Chinese AI Models Capture 30%+ of U.S. Developer Token Usage as OpenAI, Anthropic Costs Rise
Chinese AI models including DeepSeek and Z.ai have captured over 30% of weekly token usage by U.S. companies on OpenRouter since February 2025, up from 4.5% in the first half of the year. The shift comes as companies seek alternatives 60-90% cheaper than leading models from OpenAI and Anthropic, while Chinese models close the performance gap to within 6-9 months of U.S. frontier systems.
Market Share Surge
Chinese AI models have captured over 30% of weekly token usage by U.S. companies on OpenRouter since February 8, 2025, with usage peaking at 46% in some weeks. This represents a dramatic increase from 4.5% in the first half of 2025 and an average of 11% over the previous 12 months, according to data from the AI model routing platform.
OpenRouter enables developers to access multiple AI models through a single interface, making its usage data a key indicator of model adoption patterns among technical teams.
Cost Differential Drives Adoption
Open source Chinese models are "60% to 90% cheaper" than leading models from Anthropic and OpenAI, according to Justin Summerville, who works on data and analytics at OpenRouter. This pricing advantage is reshaping how companies deploy AI.
AI startup Lindy moved 100% of its traffic from Anthropic's Claude models to DeepSeek in June 2025. "We did it, and you could see that cost curve go down, like, crash to the ground," CEO Flo Crivello told CNBC. The company claims the decision will save millions of dollars within months.

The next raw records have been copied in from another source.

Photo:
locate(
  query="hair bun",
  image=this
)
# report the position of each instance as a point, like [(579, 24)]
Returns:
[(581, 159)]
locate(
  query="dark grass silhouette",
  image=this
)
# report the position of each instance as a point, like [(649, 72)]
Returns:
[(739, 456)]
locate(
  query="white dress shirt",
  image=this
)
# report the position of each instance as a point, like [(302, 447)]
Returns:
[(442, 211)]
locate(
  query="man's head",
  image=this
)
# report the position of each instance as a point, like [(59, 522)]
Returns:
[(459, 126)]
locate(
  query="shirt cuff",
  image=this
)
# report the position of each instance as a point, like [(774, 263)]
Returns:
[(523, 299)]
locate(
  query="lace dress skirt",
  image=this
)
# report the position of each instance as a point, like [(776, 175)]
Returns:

Z.ai's GLM 5.2, released in June 2025, saw the fastest adoption of any model tracked by Vercel in 2026. In its first full week after launch, daily token volume grew approximately 27x and customer count grew about 80x, according to Harpreet Arora, head of agentic infrastructure at Vercel.
Performance Gap Narrows
Chinese models are estimated to be "six to nine months" behind top U.S. frontier models in performance, according to Kyle Chan, fellow at the Brookings Institution's John L. Thornton China Center. GLM 5.2 scored within one percentage point of Anthropic's Opus 4.8 on an agentic benchmark while costing roughly one-fifth as much.
DeepSeek's April 2025 model release increased performance on many core use cases for Lindy, according to Crivello. "The new open source models are performing well and prove capable for all but the most complex LLM tasks," Summerville said.
Enterprise Adoption Patterns
GLM 5.2 now ranks in the top five models on LaunchLemonade, an AI agent platform for regulated industries, though Claude and ChatGPT still dominate overall usage, according to CEO Cien Solon. "Chinese models like Z.ai and [Alibaba's] Qwen are becoming options for companies [as] they offer an attractive combination of performance and cost for specific workloads," Solon said.
The shift reflects a broader strategy change among U.S. companies. "Where previously U.S. companies were prioritizing AI adoption regardless of model, now they're getting more cost-conscious," Chan said.
Regulatory Context
The trend emerges as the U.S. administration considers regulation of powerful AI models and foreign alternatives. In late June 2025, OpenAI limited rollout of new models at government request. Export controls on Anthropic's Mythos and Fable models were lifted that month after a standoff between the Trump administration and the company.
What This Means
The rapid adoption of Chinese AI models represents a fundamental market shift driven by cost economics rather than pure performance. With price differentials of 60-90% and performance gaps narrowing to 6-9 months, U.S. companies are increasingly willing to route workloads to cheaper alternatives for tasks that don't require cutting-edge capabilities. This creates strategic pressure on OpenAI and Anthropic to either reduce pricing or further differentiate on capabilities, while raising questions about long-term competitiveness if cost-performance trends continue favoring open-weight Chinese models.